Setting, participants, design: Retrospective cohort study (1 January 2007 to 31 December 2013) of adults (16–64 years) with severe TBI who survived to hospital discharge in Victoria, Australia.
Main measures: Place of residence (dichotomised as ‘private residence’ and ‘other destination’) at 6, 12 and 24 months post injury. A modified Poisson model was fitted with a random effect for the participant.

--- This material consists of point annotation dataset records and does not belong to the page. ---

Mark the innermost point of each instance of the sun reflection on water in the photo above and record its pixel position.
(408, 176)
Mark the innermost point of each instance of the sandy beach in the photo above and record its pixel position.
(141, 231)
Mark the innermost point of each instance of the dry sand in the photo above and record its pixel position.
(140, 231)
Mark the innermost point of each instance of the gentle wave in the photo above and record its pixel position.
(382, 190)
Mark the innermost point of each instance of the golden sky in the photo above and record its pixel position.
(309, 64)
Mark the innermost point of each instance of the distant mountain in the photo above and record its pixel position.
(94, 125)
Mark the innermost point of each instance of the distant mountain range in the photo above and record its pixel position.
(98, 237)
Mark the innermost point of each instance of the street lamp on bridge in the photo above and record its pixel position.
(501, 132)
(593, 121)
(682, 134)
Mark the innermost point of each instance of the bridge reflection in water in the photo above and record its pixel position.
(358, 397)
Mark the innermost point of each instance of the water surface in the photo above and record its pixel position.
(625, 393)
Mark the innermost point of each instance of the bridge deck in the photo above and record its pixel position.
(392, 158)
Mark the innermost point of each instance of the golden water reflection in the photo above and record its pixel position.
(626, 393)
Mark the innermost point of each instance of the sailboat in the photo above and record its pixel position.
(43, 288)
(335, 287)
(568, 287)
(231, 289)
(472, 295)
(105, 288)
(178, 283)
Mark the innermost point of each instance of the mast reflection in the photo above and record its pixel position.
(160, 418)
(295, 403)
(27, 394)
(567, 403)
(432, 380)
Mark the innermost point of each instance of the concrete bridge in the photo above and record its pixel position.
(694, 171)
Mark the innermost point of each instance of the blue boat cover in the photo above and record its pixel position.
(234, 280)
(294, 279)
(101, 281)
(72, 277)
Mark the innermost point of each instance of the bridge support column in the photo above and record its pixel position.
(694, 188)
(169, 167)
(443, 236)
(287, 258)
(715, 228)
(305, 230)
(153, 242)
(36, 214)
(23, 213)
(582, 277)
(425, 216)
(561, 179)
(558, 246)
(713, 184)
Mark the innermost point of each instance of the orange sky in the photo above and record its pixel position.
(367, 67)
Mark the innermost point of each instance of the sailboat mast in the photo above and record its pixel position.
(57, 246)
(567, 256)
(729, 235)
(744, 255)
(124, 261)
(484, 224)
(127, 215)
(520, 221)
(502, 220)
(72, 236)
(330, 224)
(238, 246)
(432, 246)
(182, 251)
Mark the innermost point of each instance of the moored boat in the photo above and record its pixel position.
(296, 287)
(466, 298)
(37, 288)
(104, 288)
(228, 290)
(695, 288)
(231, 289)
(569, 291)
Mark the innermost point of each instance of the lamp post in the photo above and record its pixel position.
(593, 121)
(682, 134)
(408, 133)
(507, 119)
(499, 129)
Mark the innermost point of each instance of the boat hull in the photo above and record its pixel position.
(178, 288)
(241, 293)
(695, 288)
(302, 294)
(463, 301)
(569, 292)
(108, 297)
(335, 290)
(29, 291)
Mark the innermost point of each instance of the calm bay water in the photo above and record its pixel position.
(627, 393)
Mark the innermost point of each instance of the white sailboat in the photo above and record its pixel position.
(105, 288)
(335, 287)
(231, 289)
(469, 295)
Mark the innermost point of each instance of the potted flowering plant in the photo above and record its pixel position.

Results: There were 684 cases that were followed-up at one or more time points. At 24 months post injury, 87% (n = 537) adults with TBI were living at a private residence, of whom 66% did not require additional support. Cases were more likely to be living at a private residence at 24 months post injury compared to 6 months (adjusted relative risk = 1.08, 95% Confidence Interval, 1.04–1.11, p < .001). At 24 months post injury, 5% (n = 29) remained in rehabilitation and 4% (n = 23) lived in a nursing home.
Conclusion: While the majority of cases were living at a private residence at 2 years post injury, 13% were residing in rehabilitation, a nursing home or other supported living. Longer follow-up is needed to understand if a transition to a private residence is possible for these groups.